Le temps s’accélère
Fondu enchaîné de nuages gris clair dans le ciel qui s’étire et vire au flou, à l’humide, au vaporeux, ce qui aussitôt rehausse les verts encore vifs des prés et amplifie les chants d’oiseaux qui ont repris, depuis quelque temps. Le héron gris tourne lentement autour de la gouille, maître des horloges et du lieu. Les coulemelles s’épanouissent en larges assiettes fumées, craquelées — ma mémoire sur un plat. On voit aussi dans le pré les taches blanches d’énormes vesses de loup que je me décide à aller voir de près, bifurquant donc à l’improviste en passant au pied du grand châtaignier que je ne vois d’ordinaire que de biais, depuis le chemin, et dont je m’aperçois qu’il est en fait composé d’un enchevêtrement de huit troncs.

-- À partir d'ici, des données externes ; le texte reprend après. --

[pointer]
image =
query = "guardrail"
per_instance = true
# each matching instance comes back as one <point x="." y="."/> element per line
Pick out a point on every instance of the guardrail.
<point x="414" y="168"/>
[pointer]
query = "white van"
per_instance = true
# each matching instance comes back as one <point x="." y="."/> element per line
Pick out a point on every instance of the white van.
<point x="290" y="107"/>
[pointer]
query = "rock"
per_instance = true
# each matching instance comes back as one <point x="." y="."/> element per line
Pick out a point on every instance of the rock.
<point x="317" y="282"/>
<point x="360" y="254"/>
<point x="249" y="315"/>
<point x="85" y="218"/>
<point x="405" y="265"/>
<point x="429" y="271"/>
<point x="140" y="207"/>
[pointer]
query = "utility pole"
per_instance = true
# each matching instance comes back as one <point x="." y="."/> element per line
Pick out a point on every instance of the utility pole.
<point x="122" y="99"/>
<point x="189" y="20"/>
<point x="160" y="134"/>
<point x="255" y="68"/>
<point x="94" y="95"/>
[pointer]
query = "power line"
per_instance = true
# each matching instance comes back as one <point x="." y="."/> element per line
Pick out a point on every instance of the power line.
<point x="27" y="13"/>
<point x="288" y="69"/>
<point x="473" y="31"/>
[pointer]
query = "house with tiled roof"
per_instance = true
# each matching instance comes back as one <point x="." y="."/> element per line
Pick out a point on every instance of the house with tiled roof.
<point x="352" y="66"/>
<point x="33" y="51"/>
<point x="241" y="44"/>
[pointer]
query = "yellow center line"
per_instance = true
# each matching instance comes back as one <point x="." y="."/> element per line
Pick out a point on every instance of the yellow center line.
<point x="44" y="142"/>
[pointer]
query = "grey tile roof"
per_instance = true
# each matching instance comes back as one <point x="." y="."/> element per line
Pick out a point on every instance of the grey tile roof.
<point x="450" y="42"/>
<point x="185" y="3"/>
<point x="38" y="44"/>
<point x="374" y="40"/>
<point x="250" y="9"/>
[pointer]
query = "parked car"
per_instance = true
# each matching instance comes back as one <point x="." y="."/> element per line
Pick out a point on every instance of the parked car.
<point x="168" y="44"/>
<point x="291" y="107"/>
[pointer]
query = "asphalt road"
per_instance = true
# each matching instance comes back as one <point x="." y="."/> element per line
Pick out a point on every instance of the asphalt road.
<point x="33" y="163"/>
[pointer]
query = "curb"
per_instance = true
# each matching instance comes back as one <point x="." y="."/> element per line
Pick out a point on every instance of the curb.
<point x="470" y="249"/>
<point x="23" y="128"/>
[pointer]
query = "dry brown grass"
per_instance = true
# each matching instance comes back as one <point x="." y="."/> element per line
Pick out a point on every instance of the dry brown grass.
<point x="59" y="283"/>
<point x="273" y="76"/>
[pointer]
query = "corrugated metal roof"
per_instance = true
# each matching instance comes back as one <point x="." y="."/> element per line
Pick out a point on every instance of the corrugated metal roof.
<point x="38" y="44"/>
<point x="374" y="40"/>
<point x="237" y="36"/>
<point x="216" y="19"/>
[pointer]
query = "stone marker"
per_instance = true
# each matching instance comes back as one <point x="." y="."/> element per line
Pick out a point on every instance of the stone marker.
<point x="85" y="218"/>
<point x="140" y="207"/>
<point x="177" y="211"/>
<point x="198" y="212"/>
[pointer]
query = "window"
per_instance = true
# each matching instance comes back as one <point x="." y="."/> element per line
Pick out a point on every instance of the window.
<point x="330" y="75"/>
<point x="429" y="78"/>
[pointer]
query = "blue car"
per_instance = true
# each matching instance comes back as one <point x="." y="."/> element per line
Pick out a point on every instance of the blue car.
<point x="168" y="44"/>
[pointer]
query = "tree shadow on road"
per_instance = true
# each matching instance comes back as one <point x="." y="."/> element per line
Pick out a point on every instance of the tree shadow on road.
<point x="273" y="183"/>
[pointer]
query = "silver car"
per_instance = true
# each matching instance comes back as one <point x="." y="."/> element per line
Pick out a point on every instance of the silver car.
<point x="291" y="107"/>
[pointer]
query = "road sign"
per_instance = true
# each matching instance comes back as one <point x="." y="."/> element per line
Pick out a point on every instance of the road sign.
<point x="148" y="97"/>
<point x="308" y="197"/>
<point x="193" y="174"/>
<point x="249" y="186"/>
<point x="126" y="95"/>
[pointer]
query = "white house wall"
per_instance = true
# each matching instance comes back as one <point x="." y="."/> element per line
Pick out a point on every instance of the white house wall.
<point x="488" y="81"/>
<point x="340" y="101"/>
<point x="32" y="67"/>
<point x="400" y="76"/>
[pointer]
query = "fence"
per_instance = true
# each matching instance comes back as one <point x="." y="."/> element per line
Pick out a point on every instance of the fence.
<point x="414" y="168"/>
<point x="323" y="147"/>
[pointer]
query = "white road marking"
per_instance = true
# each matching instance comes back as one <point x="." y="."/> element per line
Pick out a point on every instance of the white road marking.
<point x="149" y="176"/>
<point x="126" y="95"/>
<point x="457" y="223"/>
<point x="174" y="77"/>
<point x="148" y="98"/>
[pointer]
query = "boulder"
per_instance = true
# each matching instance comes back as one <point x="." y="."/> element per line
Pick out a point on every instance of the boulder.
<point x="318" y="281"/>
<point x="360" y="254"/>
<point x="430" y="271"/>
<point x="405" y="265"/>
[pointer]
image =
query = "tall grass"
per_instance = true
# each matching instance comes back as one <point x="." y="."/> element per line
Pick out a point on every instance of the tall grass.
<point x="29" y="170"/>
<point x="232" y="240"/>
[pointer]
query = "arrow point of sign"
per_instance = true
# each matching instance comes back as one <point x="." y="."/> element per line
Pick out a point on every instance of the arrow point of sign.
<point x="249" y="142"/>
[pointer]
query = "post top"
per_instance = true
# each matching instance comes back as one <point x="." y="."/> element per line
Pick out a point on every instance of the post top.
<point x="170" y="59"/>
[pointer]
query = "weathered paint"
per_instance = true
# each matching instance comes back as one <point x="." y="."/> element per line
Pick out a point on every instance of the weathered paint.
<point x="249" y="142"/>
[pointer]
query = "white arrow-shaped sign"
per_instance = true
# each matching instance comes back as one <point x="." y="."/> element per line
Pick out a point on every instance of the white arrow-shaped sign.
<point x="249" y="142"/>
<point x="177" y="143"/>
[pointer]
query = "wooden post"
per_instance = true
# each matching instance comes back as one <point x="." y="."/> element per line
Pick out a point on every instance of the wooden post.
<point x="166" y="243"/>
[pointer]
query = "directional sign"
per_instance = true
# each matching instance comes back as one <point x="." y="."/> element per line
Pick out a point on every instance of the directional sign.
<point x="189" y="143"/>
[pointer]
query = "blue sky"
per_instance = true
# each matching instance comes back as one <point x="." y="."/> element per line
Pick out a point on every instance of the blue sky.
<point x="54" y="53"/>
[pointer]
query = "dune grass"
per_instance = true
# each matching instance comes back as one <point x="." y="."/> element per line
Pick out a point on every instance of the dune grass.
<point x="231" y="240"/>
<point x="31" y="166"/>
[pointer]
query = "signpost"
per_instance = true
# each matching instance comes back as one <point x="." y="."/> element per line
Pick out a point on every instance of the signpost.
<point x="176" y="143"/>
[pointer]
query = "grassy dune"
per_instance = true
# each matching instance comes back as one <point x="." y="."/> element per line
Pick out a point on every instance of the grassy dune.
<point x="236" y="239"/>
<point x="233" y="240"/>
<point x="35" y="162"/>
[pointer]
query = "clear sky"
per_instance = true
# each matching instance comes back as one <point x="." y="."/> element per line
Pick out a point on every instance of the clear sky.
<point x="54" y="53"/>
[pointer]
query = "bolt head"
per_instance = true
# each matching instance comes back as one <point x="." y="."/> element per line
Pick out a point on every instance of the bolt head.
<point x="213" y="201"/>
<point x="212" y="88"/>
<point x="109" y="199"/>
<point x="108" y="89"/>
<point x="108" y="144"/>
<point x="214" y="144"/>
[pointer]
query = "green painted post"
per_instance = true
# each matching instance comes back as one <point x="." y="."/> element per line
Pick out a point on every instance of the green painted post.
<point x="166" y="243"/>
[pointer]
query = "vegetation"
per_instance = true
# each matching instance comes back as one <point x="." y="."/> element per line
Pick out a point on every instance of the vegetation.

Je palpe et photographie les champignons déjà un peu vieux, plus du tout fermes, dont le ventre ouvert laisse voir l’intérieur jaune comme celui d’un œuf. Dans le repli du pré broute un jeune chevreuil qui ne nous a pas senti venir et dont la présence provoque d’abord chez Nouchka une sorte de stupeur, « non mais, c’est pas possible enfin, vous avez vu, je rêve ? », la frénésie habituelle ne se déclenchant que lorsque l’animal s’enfuit. Les aboiements provoquent en écho le cri d’alerte du geai ainsi que celui du coq.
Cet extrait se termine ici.